Doing More With the Minimum
I wonder if AI will graduate from self confidence to obsessive improvement
A couple of weeks ago I dropped the post with the 3-port very small ribbon-based SRAM using complex lithography. Then I went back to calculating GNSS orbits, then I realized there was another simpler way to make a fully dual-port SRAM at that size, then I got a new job. It has been a busy time of new directions. Now that new SRAM waiting to go. It just insisted on going first! Ideas can crowd in out of order.
Apologies to readers not obsessed with SRAM but this one is pretty and deserves its place in the blog. Not only does it have the classic dual R/W port functionality, but the lithography is much simpler than the design from 2 weeks ago. Much of this can probably be implemented with DUV with pitch multiplication and Inverse Lithography Transforms (ILT), no electron beams needed at all. Simplicity is nice!
Unclassically Classical
While the new design has dual R/W ports, it does not implement that functionality in the usual way.
The classic 2R/2W cell has 2 enable wires and 4 DQ wires. The enables travel vertically to select the words of data. The DQs travel horizontally moving data in or out of both sides of the cell. The problems come because the cell is wider than it is tall (180nm x 80nm in Festive 3 rules), and it does not have space to easily move 4 DQs sideways at the M2 level (M0 is full of internal cell connections).
The Unclassical design has just 2 DQ wires and 4 enables. This is a better match to the geometry of the M1 and M2 metals. But, how does that work? Every SRAM cell we have discussed needed 2 DQs, a signal and its inverse, connected to opposite sides of the cell to overpower the cell internal feedback in the brief write event.

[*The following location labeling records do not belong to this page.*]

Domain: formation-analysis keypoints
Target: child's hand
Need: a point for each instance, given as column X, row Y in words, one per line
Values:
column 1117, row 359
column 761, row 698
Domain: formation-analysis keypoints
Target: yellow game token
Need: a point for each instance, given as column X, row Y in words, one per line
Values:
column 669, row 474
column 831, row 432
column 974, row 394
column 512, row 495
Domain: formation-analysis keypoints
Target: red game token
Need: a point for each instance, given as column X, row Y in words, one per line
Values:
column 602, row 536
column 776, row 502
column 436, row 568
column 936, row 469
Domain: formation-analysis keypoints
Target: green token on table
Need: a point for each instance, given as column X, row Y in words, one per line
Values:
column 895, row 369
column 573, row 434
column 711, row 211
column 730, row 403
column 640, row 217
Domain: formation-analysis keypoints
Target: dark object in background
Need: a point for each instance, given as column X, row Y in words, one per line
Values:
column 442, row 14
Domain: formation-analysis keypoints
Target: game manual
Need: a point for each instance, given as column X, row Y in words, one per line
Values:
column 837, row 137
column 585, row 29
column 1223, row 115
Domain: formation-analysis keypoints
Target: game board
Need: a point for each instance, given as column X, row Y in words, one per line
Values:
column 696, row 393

A simple LTspice simulation of this circuit is at:
https://github.com/TanjIsGray/Unclassical-SRAM
In the unclassical approach these two connections, which are weak pass gates in the classical design, are replaced by a strong pass gate (normally just called a pass gate, since it is the usual and more versatile design, or a transmission gate). This is still a dual-transistor drive but now both attach on either the left side or the right side of the feedback loop. These left and right sides are the two ports (one is inverted, but that can be corrected with an inverter in the periphery logic). The dual transistor pass on one side competes with and can overpower the single active transistor on that side of the feedback loop.

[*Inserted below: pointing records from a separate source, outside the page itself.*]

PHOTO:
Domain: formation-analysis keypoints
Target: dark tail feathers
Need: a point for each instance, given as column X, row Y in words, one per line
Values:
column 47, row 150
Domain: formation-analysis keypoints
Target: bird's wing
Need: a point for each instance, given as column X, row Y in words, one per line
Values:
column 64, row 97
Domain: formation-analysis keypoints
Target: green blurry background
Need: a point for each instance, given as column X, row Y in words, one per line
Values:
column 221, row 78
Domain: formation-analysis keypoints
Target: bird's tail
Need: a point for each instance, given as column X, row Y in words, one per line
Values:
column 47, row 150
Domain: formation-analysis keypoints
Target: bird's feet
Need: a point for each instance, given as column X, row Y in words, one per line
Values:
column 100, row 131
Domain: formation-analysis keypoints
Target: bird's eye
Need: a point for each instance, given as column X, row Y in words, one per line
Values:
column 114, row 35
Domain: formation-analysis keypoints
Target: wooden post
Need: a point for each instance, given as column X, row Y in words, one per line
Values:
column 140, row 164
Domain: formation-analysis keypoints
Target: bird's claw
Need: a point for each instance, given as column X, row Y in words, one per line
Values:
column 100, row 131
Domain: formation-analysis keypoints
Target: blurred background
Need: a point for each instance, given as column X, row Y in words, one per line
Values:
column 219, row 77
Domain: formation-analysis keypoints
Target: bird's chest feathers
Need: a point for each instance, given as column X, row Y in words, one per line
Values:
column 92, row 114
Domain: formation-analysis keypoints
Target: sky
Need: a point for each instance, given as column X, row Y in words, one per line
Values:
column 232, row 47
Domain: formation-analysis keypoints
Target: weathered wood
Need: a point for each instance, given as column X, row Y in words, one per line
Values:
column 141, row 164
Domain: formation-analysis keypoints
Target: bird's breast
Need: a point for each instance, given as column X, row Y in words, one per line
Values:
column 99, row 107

We also need to ensure that reading does not flip that same feedback transistor. The reading operation must be made weaker than the central inverter. One approach is to equalize the ~DQ0 or DQ1 wires to Vdd/2 then floating them, before enabling the pass-gate for reading. An alternative approach is to equalize the DQ wire to Vss and then only open the P-transistor enable, implementing a one-sided read which is weaker both because the output is floating and only a weak pass is enabled (or we could use Vdd and enable the N-transistor weak pass, either choice is equivalent).
Building the Fundamentals
The changes from the 2R/1W cell at the channel, gate, and source-drain level are subtle. The ribbons are still perfectly regular at a 40nm pitch with no cuts. The only change is in the source-drain where there are no longer any split contacts, but all contacts come in pairs just as all gates come in pairs.
The power contacts, Vss shown with green and the Vdd with red, are assumed to be contacted from below in a Back-Side Power Delivery (BSPD) process.
The pattern is regular which should help with the lithography when placing the horizontal cuts which split the gates and contacts.
Build on That Foundation
On that base we will build internal feedback with 2 M0 links, and a third row of M0 is occupied by a couple of links that will connect to M1 as we will see below. Three M0 tracks are used, which may be pitched evenly at 32nm.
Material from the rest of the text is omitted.